We also introduce some notion of how well the hypotheses explain the data, a concept we will refer to as a hypothesis’ plausibility \(P\). We loosely describe a plausible proposition as one that is neither necessarily false nor necessarily true given the truth of the propositions we do know. The question of what makes a proposition more or less plausible (save learning the actual truth value of the proposition deductively) is a great debate in the statistics and philosophy of science literature. Related concepts include Likelihood Functions, Generalization/Overfitting, Occam’s Razor, and Epicurus’ Principle of Multiple Explanation.

Let’s examine a formal abductive argument, which follows two steps:

Step 1: determine which hypotheses are plausible i.e. not necessarily true or false given the premises.

\[ \begin{aligned} & \ H_i \implies D & \text{If} \ H_i\text{ is true then D is true}\\ & \ D & \text{D is true}\\ \hline & \therefore \ P(H_i) &\ \ H_i \text{ is plausible}\\ \end{aligned} \]

Step 2: determine which of the plausible hypotheses is most plausible.

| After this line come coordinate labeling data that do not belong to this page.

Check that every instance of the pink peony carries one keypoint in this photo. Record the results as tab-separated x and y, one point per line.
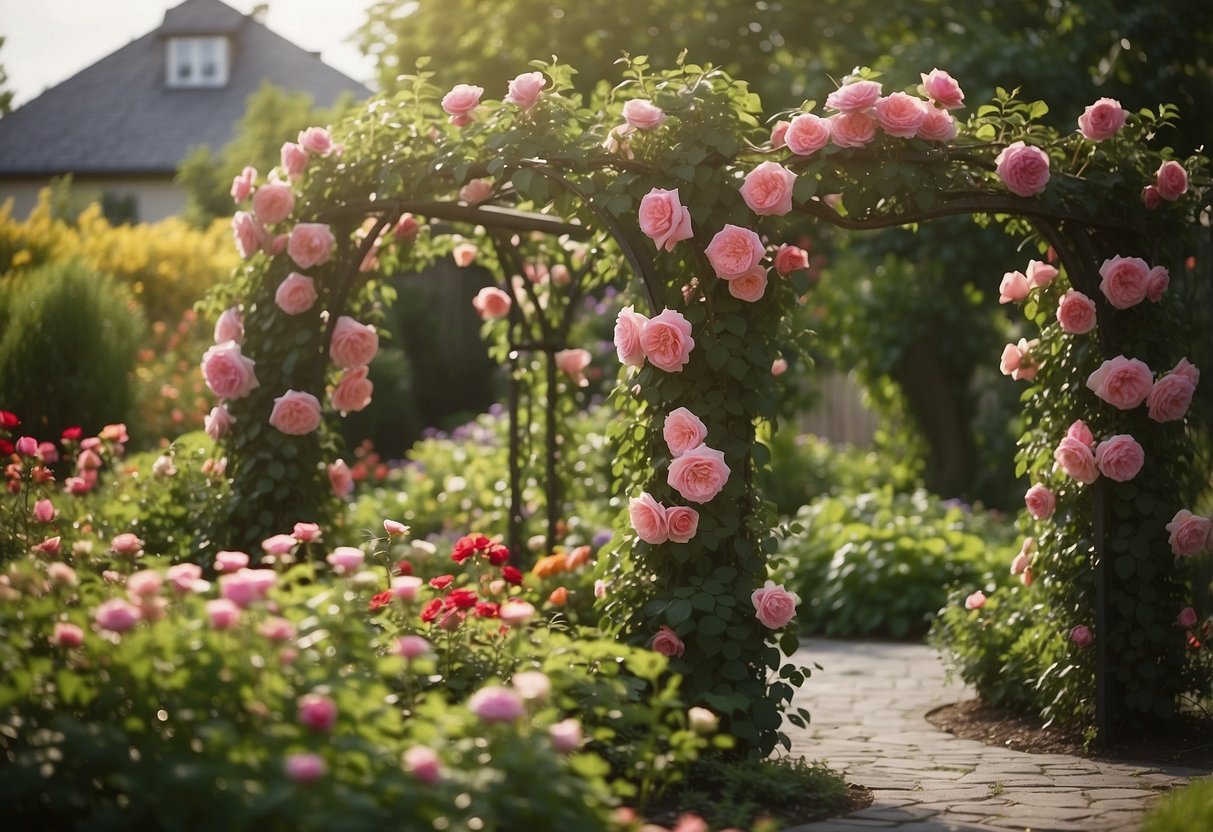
699	474
1023	169
1122	382
295	412
768	189
774	605
664	218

\[ \begin{aligned} & \ D & \text{D is true}\\ & \ H = \{H_i : P(H_i|D) > 0\} & \text{H is the set of all plausible } H_i \text{ given D is true} \\ & (\exists H_i \in H \ni \forall H_j \not= H_i\in H) \ P(H_i) > P(H_j) & \text{There is a most plausible} \ H_i\\ \hline & \therefore \ H^* := \underset{H_i}{\operatorname{argmax}}P(H_i) &\ \ H^* \text{ is the best explaination of D}\\ \end{aligned} \]

One can interpret Bayesian reasoning (and Bayesian probability) as a combination of induction and abduction. Specifically, Bayes’ rule allows inference about the probability of a hypothesis being true given the observation of data through the product of a likelihood and prior probability. The likelihood (i.e. how likely the data is given our hypothesis) can be considered an abductive component, while the prior (i.e. how likely the hypothesis is given our prior experience) can be considered an inductive component. Note also that if the hypothesis makes the data impossible, then Modus Tollens (a form of deduction) is applied naturally in the process. A key difference between Bayesian reasoning and abduction is that abduction requires that we choose a best guess, whereas Bayesian reasoning keeps all guesses weighted by their relative plausibilities.

Like induction, abduction does not guarantee its conclusions. It possesses similar difficulties in its justification, but also comes with unique challenges in rationalizing its use. Despite this, we will find abduction as a very useful tool as we explore how to reason about uncertain or incomplete information.